「大学入試物語」より(17)
まあこんなことは、わざわざ書くまでもなく、黙って一人で考えていればいいことだ。それでもつい書いてしまうのは、なぜか私は望みもしないのに予想もしない相手からいきなりライバルや目標にされることがあり、これが私には大変迷惑なことがある。
もっとも最近はあまりそういうこともなくなったようだが、これは私が「世の中も少しは進歩したのかね。

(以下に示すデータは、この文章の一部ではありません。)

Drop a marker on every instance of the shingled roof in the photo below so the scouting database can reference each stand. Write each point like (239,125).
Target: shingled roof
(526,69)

結婚しろとか子どもを作れとか、あまり言う人がいなくなったし」とか言って、「若い人は今でも言われてますよ」と、あきれられるようなもので、もはや私を第一線の研究者として扱う人がいなくなっているからかもしれない。
だからもう書かなくてもいいようなものだが、だからもう書いてもいいことかもしれないから書いておくと、まあこれも下手したら相当いやらしい逃げになるので、あまり言うこっちゃないのであるが、私はいつも学校の勉強にせよ、古典の研究にせよ、学生指導にせよ、それが本来の全力投球すべき自分の仕事や生きがいと感じていなかった。したいことや、めざすことは、いつもどこか他にあって、それは非常に遠くのようでも、微妙にずれた近くのようでもあったが、とにかく何か別のもので、それをめざし、やっていることの目くらましとしての仮の姿で、自分は研究や教育をやっているという感覚があった。